Jennifer Lawrence’s repentance speaks volumes

Jennifer Lawrence
Jennifer Lawrence: now firmly in the Biden camp.
Photograph: Joel C Ryan/Invision/AP

On the most recent episode of the podcast Absolutely Not, Jennifer Lawrence discussed her political views with the host, Heather McMahan.

McMahan had asked her about the anti-corruption organisation RepresentUs, as Lawrence sits on the board. The discussion turned, inevitably, to the US presidential election. “It’s extremely hard to talk about politics,” Lawrence said. “And you don’t want to. I’m an actor, I want everybody to see my movies.” She went on to say that she had grown up in a Republican family in Kentucky and when she voted for the first time, she voted for John McCain. But with Donald Trump, she said, “it feels like there’s been a line drawn in the sand… It just changes things for me”. She endorsed Joe Biden and Kamala Harris earlier this month.

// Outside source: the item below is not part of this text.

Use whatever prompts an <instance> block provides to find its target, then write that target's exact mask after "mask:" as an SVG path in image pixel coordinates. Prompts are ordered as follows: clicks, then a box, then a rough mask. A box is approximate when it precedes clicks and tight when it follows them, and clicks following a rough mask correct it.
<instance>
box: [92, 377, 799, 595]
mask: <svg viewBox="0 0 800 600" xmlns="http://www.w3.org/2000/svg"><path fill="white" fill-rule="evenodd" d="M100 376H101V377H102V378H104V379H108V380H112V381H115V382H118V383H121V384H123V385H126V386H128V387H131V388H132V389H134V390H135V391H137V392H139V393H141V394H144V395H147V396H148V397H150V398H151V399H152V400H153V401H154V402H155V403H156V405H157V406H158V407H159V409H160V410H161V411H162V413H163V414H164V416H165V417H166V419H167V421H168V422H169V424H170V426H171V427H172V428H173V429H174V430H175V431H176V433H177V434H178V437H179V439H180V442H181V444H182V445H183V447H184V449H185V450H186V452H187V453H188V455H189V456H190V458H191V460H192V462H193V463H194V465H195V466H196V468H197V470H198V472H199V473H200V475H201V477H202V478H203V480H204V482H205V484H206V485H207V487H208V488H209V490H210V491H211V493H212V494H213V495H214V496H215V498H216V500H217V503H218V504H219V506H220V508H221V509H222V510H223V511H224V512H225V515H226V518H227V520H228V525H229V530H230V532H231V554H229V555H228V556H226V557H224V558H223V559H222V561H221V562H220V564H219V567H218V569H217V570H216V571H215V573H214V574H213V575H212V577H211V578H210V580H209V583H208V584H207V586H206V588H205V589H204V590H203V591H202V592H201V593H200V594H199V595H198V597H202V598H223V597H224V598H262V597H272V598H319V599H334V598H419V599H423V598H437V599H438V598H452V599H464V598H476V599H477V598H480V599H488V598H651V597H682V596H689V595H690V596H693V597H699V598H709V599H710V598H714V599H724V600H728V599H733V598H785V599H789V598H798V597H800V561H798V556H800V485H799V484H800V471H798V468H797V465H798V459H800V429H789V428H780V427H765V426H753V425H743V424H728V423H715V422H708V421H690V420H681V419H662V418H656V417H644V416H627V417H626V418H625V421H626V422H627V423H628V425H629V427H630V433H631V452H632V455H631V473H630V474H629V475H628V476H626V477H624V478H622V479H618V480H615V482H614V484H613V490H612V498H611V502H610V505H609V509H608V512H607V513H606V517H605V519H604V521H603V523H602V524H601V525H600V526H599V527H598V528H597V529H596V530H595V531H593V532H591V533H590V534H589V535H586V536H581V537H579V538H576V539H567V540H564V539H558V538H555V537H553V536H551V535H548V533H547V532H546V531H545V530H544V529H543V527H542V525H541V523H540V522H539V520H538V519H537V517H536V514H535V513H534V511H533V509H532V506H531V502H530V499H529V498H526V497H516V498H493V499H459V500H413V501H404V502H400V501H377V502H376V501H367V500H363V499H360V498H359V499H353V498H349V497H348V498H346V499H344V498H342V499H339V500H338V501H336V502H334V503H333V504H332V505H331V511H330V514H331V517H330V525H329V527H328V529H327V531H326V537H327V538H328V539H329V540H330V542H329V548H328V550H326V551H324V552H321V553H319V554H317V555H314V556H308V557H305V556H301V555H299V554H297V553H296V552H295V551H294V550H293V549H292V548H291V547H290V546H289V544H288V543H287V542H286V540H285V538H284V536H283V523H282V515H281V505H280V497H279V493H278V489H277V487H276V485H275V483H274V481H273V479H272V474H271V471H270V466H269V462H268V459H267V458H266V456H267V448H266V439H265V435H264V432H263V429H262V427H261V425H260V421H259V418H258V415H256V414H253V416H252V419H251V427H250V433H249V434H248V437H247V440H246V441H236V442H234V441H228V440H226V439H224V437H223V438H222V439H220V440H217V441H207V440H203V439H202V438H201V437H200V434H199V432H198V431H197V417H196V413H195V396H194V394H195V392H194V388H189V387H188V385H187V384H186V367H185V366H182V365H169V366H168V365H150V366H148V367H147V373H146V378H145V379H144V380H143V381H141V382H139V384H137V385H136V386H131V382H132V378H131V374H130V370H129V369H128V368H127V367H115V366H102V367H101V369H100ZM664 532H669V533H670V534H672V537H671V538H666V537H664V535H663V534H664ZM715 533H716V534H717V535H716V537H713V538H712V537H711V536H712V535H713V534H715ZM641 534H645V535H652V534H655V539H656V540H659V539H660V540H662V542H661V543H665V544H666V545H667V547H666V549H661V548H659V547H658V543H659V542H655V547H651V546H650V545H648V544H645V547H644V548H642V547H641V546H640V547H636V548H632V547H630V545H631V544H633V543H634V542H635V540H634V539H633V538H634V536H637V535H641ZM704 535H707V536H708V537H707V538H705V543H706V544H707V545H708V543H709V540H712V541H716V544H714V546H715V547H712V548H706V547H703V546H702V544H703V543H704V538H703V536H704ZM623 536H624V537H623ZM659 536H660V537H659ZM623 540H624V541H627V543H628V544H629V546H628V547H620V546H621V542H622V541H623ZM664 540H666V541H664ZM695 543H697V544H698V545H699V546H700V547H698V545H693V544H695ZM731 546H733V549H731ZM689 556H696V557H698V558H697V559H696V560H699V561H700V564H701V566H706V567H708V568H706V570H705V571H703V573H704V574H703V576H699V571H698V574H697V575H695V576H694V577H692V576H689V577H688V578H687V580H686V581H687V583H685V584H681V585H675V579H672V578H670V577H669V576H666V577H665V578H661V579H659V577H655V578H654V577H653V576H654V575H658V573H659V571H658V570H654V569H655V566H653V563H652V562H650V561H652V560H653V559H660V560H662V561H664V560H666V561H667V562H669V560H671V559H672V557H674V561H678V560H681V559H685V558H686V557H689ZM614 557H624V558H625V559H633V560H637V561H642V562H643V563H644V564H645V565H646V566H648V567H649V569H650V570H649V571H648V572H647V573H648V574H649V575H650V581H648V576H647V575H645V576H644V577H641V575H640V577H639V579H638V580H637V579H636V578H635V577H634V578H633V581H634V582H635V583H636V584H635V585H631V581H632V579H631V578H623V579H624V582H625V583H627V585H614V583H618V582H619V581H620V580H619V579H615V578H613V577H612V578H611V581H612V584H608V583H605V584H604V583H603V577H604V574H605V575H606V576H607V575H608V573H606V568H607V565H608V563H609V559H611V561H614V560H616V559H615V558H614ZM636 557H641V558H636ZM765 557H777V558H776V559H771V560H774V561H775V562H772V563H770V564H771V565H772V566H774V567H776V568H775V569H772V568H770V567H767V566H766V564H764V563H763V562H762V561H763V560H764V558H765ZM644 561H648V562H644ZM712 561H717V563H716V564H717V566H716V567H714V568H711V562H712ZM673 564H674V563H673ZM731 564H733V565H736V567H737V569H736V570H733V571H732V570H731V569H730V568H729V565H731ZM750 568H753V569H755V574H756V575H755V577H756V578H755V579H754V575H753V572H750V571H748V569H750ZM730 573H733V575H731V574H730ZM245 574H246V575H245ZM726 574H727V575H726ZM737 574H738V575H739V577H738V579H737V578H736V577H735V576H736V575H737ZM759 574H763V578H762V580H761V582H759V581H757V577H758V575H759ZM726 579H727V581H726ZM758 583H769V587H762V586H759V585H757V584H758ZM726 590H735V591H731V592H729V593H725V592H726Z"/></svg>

The gist of the online reaction appears to be “why would she admit to that?”, but, really, why would she not? There is more power in a former Republican voter explaining why they oppose Trump than another lifelong, liberal, A-lister preaching to the choir. Robert De Niro saying “fuck Trump” to an audience at a theatre awards ceremony is entertaining, I suppose, but surely Lawrence is more likely to change the minds that need changing.